E' Massimo Bucciantini, storico della scienza, ad accompagnarci alla scoperta del libro scritto da Prosperi, “Un volgo disperso. Contadini d'Italia nell'Ottocento”. E' proprio attraverso la scienza, e in particolare attraverso il lavoro e l'osservazione dei medici dell'epoca, che siamo infatti in grado di ricostruire le condizioni di vita della classe contadina italiana dell'Ottocento. Il saggio di Prosperi parte dalle considerazioni del medico Bernardino Ramazzini (1633-1714), che si dedicò all'osservazione delle condizioni di lavoro e dialogò con i più umili per chiarire le cause dei loro disturbi si salute. Prosegue con le statistiche di Melchiorre Gioia, con il lavoro dei medici prima e dopo il 1848, con le considerazioni nell'Italia unita sull'igiene, intesa come vangelo borghese della salute o differenza di razza (ecco Paolo Mantegazza e Cesare Lombroso). Un capitolo, tra gli altri, è sulle condizioni materiali di vita dei contadini nell'inchiesta di Luigi Bodio (1840-1920), economista e statistico. Un altro sul medico Agostino Bertani (1812-1886) e sulle inchieste agrarie.

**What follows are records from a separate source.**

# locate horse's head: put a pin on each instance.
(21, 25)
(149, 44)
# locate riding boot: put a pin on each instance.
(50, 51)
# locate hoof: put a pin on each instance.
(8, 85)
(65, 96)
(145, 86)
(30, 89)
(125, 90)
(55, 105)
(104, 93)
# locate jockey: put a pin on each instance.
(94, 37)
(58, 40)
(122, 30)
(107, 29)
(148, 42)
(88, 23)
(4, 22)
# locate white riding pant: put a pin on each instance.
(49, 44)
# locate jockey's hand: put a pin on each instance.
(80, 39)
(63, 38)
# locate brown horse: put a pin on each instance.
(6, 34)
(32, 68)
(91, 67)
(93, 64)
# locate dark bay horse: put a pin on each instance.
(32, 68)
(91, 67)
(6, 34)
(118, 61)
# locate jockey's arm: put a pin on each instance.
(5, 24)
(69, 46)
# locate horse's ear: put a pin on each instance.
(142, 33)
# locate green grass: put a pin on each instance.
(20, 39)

Prosperi, osserva Massimo Bucciantini, ci aiuta a gettare uno sguardo sui «contadini che siamo stati». E lo fa partendo da alcune domande che possono sembrare banali nella loro semplicità. Come si viveva e cosa si mangiava nelle campagne italiane nell'Ottocento e nel primo Novecento, quali erano le condizioni di vita dei lavoratori della terra, ovvero degli uomini, delle donne e dei bambini che erano costretti a lavorare per gran parte dell'anno dieci o dodici ore al giorno? Come si viveva in case sudicie e fatiscenti, piene di umidità, con muri formati di rottami e di cocci, con il tetto fatto di canne o paglia, spesso composte di due sole stanze, una per la famiglia e l'altra per gli animali? Sono domande che confliggono con l'immagine dell'altra Italia, con il Paese definito – e oggi pubblicizzato – delle «cento città». Qui c'è ben altro, c'è il basso popolo delle «cento campagne»: oltre quindici milioni di persone unite dal segno inconfondibile della miseria, delle malattie e della subalternità economica e culturale. Non i salotti, i caffè, le biblioteche, i circoli letterari, le redazioni di giornali, le accademie, i luoghi tipici della sociabilità borghese così bene ricostruiti da uno storico come Marino Berengo. E la frattura tra questi due mondi in Italia – a differenza di altri paesi come la Francia – è stata insanabile. Se le «cento città» sono servite a mettere in risalto il lato moderno e innovativo della nazione e della sua classe dominante, è altrettanto vero che questa immagine ha finito per nascondere l'altra faccia della medaglia: un paese non meno vero e reale, abitato da una classe contadina a cui è toccato di pagare il prezzo più alto e il cui sacrificio è stato completamente dimenticato.